Handle different aggregations over time and group (contextual aggregations)

proinsias · September 5, 2019, 9:19am

I am not sure if R is the right tool to handle this, as I am a total newbie who is just starting with R. And I only start with R in the hope it can solve this problem.

The problem to resolve is as follow:

I am receiving each 15 minutes a report from each of my 5 tills in each of my shops
Each till report contains 1 value: the average cash in the till
So if I want to know how much cash a till has on average per hour, or per day, I just need to show the average value
But if I want to know the cash in the shop at 9:45, I do a sum of these 5 values values (1 per till)
So I cannot rely on just an average or just a sum of my counter, to create tables showing the various combinations of time and group aggregations (per hour per shop, per hour per till, per 15min per shop)

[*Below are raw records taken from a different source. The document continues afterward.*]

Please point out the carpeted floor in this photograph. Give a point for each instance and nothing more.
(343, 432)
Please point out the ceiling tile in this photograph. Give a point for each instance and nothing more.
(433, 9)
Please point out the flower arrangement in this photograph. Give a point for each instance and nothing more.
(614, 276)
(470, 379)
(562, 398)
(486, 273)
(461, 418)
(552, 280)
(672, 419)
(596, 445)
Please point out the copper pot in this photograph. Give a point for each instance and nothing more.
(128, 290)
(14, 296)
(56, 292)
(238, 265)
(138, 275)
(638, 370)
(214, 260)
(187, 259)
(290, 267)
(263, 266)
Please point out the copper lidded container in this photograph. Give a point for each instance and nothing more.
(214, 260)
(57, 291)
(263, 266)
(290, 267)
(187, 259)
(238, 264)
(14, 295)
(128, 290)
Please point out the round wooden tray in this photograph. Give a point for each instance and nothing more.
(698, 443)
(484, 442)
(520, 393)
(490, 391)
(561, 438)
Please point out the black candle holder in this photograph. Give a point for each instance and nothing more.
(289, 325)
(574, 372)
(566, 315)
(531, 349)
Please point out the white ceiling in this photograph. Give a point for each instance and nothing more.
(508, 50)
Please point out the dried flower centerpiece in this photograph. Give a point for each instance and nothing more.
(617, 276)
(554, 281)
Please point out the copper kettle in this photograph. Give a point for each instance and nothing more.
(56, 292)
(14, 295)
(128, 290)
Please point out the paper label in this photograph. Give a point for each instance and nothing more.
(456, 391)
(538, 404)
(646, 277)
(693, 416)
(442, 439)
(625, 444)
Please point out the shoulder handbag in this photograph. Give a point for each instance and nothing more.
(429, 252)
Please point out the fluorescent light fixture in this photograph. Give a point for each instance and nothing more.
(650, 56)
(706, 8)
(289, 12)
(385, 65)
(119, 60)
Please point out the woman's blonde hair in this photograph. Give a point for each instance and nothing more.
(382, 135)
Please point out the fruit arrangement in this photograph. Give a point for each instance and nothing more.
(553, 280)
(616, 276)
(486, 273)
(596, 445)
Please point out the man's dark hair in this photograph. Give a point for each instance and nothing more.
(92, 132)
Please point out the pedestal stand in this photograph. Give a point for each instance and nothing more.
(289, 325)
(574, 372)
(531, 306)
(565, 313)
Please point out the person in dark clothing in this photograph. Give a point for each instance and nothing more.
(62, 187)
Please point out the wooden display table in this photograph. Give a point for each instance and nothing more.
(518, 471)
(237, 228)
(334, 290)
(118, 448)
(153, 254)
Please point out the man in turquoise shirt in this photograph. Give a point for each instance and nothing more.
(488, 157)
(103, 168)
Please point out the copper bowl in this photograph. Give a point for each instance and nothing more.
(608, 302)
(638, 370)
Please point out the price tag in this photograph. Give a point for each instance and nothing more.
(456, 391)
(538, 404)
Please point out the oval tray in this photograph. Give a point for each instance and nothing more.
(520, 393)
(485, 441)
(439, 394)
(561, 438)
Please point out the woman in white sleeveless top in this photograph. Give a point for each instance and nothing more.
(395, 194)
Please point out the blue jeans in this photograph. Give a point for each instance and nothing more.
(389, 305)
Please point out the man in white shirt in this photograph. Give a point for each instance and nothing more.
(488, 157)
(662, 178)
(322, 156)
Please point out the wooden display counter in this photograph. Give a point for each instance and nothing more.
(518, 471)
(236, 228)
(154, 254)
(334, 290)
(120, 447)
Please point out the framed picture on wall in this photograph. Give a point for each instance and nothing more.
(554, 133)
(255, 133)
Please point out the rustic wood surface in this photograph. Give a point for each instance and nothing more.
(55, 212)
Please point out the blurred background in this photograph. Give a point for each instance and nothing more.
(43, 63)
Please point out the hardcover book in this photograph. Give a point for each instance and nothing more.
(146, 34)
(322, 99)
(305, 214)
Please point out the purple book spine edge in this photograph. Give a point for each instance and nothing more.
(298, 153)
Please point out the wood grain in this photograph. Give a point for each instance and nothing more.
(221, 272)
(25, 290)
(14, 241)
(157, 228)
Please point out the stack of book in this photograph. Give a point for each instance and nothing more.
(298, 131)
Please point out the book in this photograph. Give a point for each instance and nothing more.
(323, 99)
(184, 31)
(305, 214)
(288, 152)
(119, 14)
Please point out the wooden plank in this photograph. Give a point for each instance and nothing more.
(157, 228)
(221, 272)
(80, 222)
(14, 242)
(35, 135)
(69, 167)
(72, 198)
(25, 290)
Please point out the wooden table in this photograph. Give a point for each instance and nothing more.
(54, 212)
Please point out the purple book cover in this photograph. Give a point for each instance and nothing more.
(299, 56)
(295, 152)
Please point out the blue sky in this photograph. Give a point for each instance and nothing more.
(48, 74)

Can R help me create a calculation that will be behave:

as an average when I only aggregate over time
as an sum when I only aggregate over group,
AND provdie the same value (provided I am not missing any report):
- as a sum of the TIME [2 hours] average when I mix group and time aggregation
- as average of the GROUP [5 tills] sum when I mix time and group aggregation

So to be clear I need one formula that will be the same for all the tables, if they show days, hours, minutes and tills, shops, countries, or if they show each hours or not, or if they show each till or not, or if they show neither time nor group aggregation (=all the tills for ever).
The same formula should cater for all calculations.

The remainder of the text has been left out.